Ya en 2020 era bastante obvio que, pese a las reuniones en Brasil, Japón, Francia e Inglaterra, habíamos fallado. El Panel Intergubernamental sobre el Cambio Climático (IPCC), que incluye a más de 1.300 científicos de todo el planeta pronostica un aumento de la temperatura de 1º a 4 ºC durante el próximo siglo. Esto cambiaría la meteorología del planeta en vario aspectos. Algunos de ellos positivos, como la extensión de la superficie cultivable en regiones boreales, principalmente en Canadá, países escandinavos y Rusia. Esto es algo positivo, pero es apenas uno de los efectos del cambio climático. La otra cara de la moneda no es tan esperanzadora.

Según el IPCC las temperaturas continuarán subiendo en todo el planeta y las olas de calor se extenderán ya no por días ni semanas, sino por meses. Hoy estamos sufriendo esas temperaturas. A esto se le ha unido que muchas ciudades costeras de España (A Coruña, Gijón, San Sebastián, Barcelona, Valencia o Málaga por citar algunos ejemplos) han visto cómo el mar las ha invadido en mayor o menor medida. Una situación, ya anticipada por el CSIC en 2018, especialmente visible en el delta del Ebro, el Llobregat y la Manga del Mar Menor. Las pérdidas provocadas no son solo materiales, ya que el aumento del nivel del mar produjo la salinización de acuíferos costeros, incrementando la crisis de agua del país.

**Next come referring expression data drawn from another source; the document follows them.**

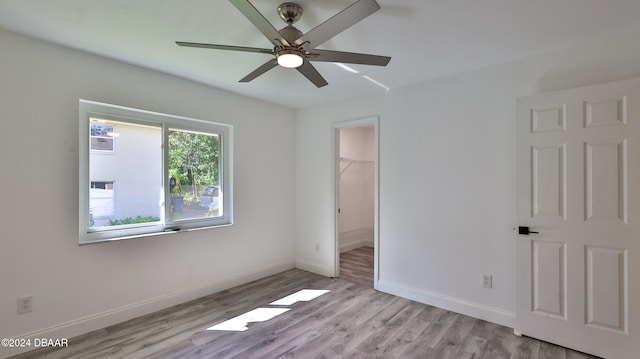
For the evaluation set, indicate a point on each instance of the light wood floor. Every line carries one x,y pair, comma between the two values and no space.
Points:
351,321
357,266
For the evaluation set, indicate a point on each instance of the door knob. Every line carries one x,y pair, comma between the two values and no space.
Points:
525,231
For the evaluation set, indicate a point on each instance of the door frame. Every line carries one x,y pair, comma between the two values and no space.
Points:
335,189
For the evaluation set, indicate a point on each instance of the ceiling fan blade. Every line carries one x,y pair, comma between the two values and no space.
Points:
348,57
251,13
338,23
224,47
312,74
260,70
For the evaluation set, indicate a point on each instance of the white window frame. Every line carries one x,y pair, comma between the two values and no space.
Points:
91,109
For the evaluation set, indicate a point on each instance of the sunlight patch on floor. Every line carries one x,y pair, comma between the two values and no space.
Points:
303,295
239,323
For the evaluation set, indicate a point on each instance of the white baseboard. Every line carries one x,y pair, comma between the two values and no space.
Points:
101,320
490,314
314,268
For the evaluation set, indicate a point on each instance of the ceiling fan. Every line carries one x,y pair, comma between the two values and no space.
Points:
293,49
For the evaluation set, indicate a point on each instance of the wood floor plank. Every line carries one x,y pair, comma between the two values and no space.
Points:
351,321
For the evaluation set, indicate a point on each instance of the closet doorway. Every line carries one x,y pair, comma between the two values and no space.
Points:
356,183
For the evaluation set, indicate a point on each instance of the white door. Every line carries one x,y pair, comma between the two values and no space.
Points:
578,186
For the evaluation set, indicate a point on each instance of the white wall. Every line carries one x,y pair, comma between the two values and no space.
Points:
447,174
81,288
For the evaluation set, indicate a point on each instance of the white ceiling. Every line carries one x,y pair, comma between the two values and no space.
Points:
426,39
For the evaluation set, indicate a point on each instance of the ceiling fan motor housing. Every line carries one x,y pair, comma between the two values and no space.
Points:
290,12
291,34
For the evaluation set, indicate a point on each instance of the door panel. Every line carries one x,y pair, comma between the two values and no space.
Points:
578,178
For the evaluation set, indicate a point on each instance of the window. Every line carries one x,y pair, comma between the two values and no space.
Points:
168,173
102,136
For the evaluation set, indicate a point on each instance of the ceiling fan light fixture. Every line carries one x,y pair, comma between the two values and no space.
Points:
290,59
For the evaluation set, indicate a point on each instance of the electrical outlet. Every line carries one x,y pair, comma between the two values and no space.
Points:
487,281
25,304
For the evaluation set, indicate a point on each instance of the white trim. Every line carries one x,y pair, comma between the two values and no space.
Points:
102,320
462,306
314,268
335,180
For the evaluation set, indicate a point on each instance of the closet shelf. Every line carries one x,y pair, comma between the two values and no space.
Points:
351,161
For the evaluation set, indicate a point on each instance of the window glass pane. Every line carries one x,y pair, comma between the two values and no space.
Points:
125,180
194,175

Mientras tanto, en el interior, la sequía se ha cebado con comunidades como Andalucía, Extremadura o Murcia. En 2017 un estudio, realizado por un equipo internacional de científicos, entre los que había expertos del CSIC, había demostrado que este fenómeno afectaría principalmente a los árboles más grandes y de mayor altura. Y si ya eran vulnerables por la sequía, los vientos y el calor extremo y duradero los convirtió en pasto de los cada vez más frecuentes incendios.

Lluvias torrenciales

El informe también señalaba que superar el límite de 1,5 º C depararía un mayor incremento del calor extremo y lluvias torrenciales, algo que lógicamente afectó de forma directa a la agricultura y a la ganadería. Muchas provincias han debido adaptarse a este nuevo clima, cambiando cultivos tradicionales, experimentando con nuevas cosechas y perdiendo importantes denominaciones de origen, algo que ha inclinado aún más la balanza de los efectos económicos tangibles del cambio climático.

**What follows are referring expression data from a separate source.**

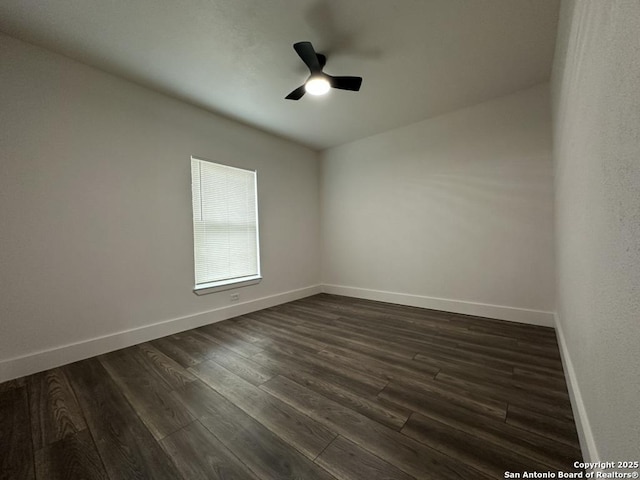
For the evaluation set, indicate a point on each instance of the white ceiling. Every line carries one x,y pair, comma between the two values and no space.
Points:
418,58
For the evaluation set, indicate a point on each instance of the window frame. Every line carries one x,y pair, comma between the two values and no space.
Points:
229,283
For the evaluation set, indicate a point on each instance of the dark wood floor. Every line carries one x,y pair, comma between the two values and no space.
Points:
326,387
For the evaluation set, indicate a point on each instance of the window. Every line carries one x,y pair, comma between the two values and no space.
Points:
225,226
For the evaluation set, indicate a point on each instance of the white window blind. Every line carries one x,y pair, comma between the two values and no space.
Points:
225,224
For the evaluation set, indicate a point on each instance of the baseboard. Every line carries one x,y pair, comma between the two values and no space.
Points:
499,312
585,434
51,358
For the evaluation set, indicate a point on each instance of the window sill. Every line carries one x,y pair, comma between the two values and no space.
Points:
222,285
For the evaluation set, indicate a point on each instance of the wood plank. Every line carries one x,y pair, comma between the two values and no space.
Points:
229,341
467,448
245,368
257,447
343,393
301,432
492,430
531,398
146,393
73,457
413,394
12,384
126,447
559,429
199,455
387,369
347,461
395,448
55,413
164,367
313,362
16,450
286,364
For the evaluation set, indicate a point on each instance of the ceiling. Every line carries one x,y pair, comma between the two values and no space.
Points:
418,58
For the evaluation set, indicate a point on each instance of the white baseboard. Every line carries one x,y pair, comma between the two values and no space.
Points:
499,312
585,434
62,355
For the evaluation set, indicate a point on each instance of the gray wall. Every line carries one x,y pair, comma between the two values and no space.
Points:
454,212
95,206
596,117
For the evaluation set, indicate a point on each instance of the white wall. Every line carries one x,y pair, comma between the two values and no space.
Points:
596,113
455,212
95,210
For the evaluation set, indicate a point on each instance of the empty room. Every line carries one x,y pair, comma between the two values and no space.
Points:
319,239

Mientras, en el mar, la situación no era muy favorable. El Instituto de Ciencias del Mar (ICM-CSIC) señaló, más de una década atrás, que la combinación del cambio climático y la sobrepesca podría provocar una auténtica devastación de la fauna marina. Mientras tanto, las ciudades costeras del Cantábrico han comenzado a experimentar lo que nunca se había vivido: huracanes. De hecho, en todo el Atlántico norte, la intensidad, la frecuencia y la duración de los huracanes ha ido aumentado de forma predecible.

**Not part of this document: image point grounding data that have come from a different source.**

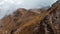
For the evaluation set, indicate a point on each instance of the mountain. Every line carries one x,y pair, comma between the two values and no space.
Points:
33,21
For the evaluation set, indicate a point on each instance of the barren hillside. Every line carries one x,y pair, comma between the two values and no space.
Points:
32,21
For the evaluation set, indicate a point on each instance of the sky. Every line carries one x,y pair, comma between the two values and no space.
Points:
9,6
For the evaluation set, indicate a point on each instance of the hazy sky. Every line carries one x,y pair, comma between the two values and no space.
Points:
8,6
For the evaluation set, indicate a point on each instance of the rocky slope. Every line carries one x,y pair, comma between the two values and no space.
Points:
32,21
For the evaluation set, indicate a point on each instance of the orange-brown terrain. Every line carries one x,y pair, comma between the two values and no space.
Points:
32,21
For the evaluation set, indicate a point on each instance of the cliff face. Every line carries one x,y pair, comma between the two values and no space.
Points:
32,21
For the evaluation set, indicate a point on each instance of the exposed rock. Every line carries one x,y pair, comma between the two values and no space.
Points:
32,21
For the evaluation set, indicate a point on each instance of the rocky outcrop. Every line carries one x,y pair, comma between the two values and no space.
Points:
32,21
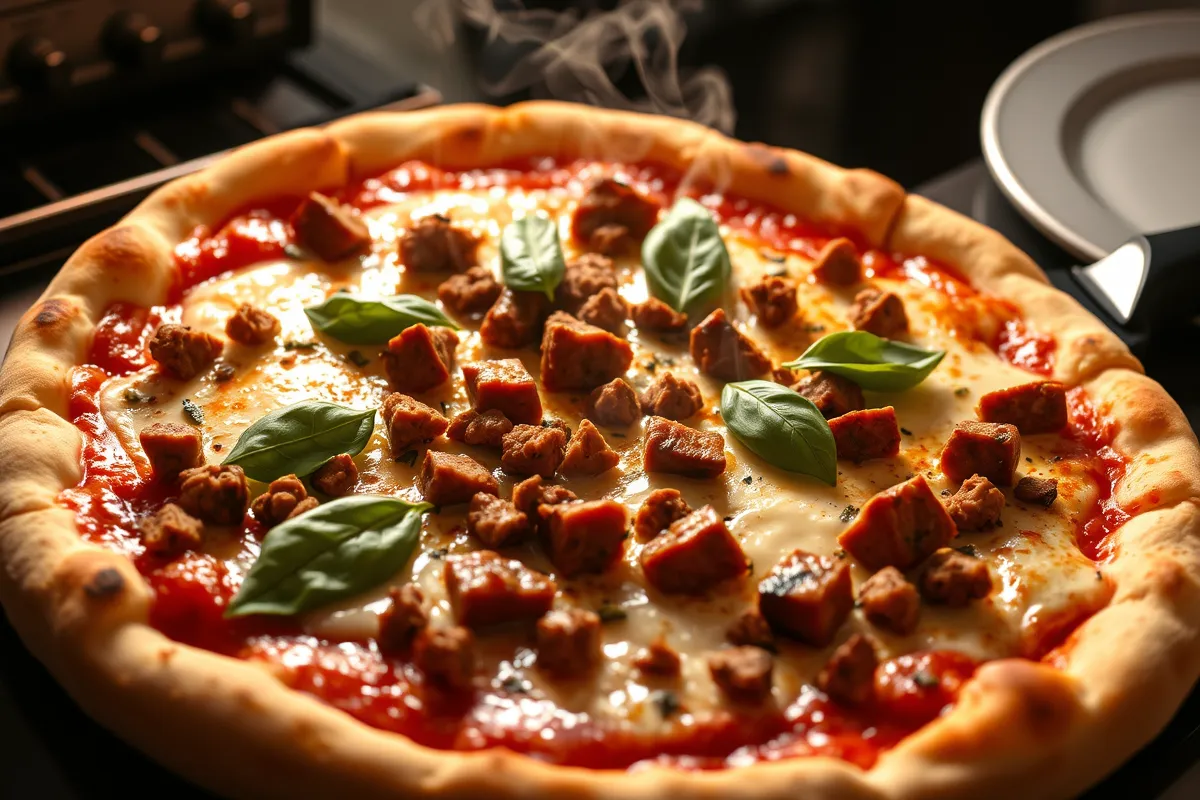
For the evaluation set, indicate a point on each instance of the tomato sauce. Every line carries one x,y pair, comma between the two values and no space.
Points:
1023,347
192,591
355,678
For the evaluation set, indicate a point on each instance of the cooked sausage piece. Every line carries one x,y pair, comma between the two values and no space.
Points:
568,642
504,385
879,312
773,300
445,656
537,499
616,404
515,319
1042,491
448,479
487,589
953,578
586,537
285,498
659,660
724,352
1033,408
807,596
833,395
214,493
613,218
671,398
171,530
533,450
403,619
694,554
587,452
433,245
409,421
420,358
658,511
751,629
171,447
849,677
838,264
744,673
252,326
606,310
577,355
653,314
181,352
899,527
337,476
585,277
862,435
675,447
891,602
988,449
329,229
976,505
496,522
484,429
469,293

También en el mar el incremento de temperaturas ha desencadenado una proliferación de especies invasoras y de medusas que ha alterado por completo el paisaje de todo el Mediterráneo. Básicamente el cambio climático ha comenzado a alterar el paisaje de la península. Antes se hablaba de inundaciones y riadas que no se habían visto en 50 o 70 años, ahora son cada 5 años. Muchos centros de esquí han visto cómo la cantidad y calidad de la nieve ha descendido notablemente y el turismo, tanto el de invierno como el de verano, ha cambiado por completo, profundizando la pobreza de algunas regiones y sembrando el desconcierto en otras

¿Cuándo deberíamos haber actuado? El problema es que no se trata únicamente de lo que se podría haber hecho en España, es un problema global, que debe tratarse con todos los implicados.